Role of Ca2+ and protein kinase C in shear stress-induced actin depolymerization and endothelin 1 gene expression

Abstract

Vascular endothelial cells adapt to changes in blood flow by altering the cell architecture and by producing various substances. We have previously reported that low shear stress induces endothelin 1 (ET-1) expression in endothelial cells and that this induction is mediated by depolymerization of actin fiber. In the present study, we examined the role of Ca2+ and protein kinase C (PKC) in shear stress-induced actin depolymerization and subsequent ET-1 gene expression. Exposure of cultured porcine aortic endothelial cells to low shear stress (5 dyne/cm2) for 3 hours increased the ratio of G-actin to total actin from 54±0.8% to 80±1.0%. This shear stress-induced actin depolymerization was completely blocked by chelation of extracellular Ca2+ with EGTA and partially inhibited by intracellular Ca2+ chelation with the tetraacetoxymethyl ester of BAPTA (BAPTA/AM).
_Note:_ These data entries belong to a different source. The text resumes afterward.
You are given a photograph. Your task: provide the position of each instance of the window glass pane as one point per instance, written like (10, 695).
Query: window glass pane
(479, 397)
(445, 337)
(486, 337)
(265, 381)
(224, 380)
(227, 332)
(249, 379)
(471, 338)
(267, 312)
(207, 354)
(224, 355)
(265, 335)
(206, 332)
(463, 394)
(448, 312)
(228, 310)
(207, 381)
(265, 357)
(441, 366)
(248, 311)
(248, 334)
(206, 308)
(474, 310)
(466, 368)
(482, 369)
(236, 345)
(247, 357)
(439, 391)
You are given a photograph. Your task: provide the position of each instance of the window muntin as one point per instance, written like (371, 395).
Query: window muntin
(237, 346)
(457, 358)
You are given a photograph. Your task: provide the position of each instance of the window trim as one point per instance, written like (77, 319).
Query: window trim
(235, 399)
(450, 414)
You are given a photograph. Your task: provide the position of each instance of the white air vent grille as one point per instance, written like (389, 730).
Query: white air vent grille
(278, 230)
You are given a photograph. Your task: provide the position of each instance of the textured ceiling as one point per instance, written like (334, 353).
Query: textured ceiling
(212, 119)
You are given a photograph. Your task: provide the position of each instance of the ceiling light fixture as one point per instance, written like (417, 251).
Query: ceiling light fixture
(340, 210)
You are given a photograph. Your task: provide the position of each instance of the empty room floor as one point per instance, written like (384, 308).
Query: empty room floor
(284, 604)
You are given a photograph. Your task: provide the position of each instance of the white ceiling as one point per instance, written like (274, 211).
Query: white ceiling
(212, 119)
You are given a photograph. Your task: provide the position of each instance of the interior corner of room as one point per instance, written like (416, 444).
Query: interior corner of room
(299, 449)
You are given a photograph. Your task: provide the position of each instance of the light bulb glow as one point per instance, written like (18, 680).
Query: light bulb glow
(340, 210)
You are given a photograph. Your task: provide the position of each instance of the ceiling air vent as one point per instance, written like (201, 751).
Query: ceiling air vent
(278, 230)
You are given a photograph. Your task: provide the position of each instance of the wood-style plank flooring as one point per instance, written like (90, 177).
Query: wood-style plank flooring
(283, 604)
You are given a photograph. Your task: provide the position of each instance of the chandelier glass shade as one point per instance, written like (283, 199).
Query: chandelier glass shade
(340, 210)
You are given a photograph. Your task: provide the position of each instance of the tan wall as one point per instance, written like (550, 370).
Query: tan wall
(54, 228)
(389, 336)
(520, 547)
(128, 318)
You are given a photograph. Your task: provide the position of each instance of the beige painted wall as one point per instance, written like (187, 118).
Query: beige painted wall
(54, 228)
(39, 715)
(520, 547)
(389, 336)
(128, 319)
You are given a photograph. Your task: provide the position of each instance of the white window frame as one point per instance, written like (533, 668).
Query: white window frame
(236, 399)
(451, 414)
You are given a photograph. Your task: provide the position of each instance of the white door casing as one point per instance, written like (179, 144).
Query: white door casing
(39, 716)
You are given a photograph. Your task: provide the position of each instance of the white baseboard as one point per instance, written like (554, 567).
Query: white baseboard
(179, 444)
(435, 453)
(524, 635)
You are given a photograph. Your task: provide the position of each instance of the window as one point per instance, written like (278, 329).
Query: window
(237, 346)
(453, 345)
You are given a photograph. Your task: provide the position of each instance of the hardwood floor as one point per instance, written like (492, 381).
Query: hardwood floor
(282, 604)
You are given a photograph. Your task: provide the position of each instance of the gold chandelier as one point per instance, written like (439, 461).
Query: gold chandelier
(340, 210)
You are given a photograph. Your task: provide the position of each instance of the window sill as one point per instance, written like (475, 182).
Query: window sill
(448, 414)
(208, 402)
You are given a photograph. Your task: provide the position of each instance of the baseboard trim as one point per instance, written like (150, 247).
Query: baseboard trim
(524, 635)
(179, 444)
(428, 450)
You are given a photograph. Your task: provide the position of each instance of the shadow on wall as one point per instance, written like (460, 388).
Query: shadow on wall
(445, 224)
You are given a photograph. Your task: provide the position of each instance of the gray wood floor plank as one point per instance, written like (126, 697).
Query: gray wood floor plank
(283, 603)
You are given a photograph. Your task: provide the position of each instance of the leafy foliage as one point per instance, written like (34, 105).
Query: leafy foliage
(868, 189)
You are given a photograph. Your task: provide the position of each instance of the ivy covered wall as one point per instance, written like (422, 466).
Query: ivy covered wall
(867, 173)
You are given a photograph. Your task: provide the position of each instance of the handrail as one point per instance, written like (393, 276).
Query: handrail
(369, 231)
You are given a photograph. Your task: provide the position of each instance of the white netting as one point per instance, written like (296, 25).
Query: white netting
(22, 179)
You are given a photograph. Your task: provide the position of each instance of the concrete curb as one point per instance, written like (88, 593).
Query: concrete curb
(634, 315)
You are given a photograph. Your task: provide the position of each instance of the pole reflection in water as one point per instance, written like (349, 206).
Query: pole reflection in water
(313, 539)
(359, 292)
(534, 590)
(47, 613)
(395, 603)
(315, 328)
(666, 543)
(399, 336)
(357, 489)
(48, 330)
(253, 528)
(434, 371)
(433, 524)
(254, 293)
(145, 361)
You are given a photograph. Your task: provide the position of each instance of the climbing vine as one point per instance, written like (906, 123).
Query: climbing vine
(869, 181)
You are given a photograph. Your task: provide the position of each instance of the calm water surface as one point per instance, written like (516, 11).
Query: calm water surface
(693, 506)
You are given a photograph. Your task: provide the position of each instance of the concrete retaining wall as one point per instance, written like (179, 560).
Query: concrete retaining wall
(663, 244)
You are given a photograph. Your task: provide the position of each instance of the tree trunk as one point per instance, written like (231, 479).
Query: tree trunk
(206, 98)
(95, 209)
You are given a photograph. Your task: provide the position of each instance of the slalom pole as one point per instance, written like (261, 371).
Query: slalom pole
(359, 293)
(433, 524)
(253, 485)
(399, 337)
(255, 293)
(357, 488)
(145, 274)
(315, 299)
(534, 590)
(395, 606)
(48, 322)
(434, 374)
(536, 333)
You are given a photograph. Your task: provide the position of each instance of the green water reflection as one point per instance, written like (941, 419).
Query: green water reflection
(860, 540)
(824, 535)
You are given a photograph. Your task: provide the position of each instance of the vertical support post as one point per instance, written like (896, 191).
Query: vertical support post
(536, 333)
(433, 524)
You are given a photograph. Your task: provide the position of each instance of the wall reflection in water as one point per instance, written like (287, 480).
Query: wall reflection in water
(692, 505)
Pretreatment with staurosporine, a PKC inhibitor, or desensitization of PKC by treatment with 12-O-tetradecanoylphorbol 13-acetate (TPA) for 24 hours also resulted in partial inhibition of shear stress-induced actin depolymerization. Although PKC activation by TPA mildly increased G-actin content, the effect of TPA and shear stress on actin depolymerization was not additive. Moreover, shear stress-induced ET-1 gene expression was inhibited by EGTA, BAPTA/AM, and staurosporine to a degree similar to the inhibition of actin depolymerization. In contrast, ET-1 gene expression induced by cytochalasin B, an actin-disrupting agent, was not affected by staurosporine. These results suggest that shear stress can induce actin fiber depolymerization through, at least in part, Ca2+- and PKC-dependent pathways and that the resultant actin depolymerization leads to induction of ET-1 gene expression in a PKC-independent manner.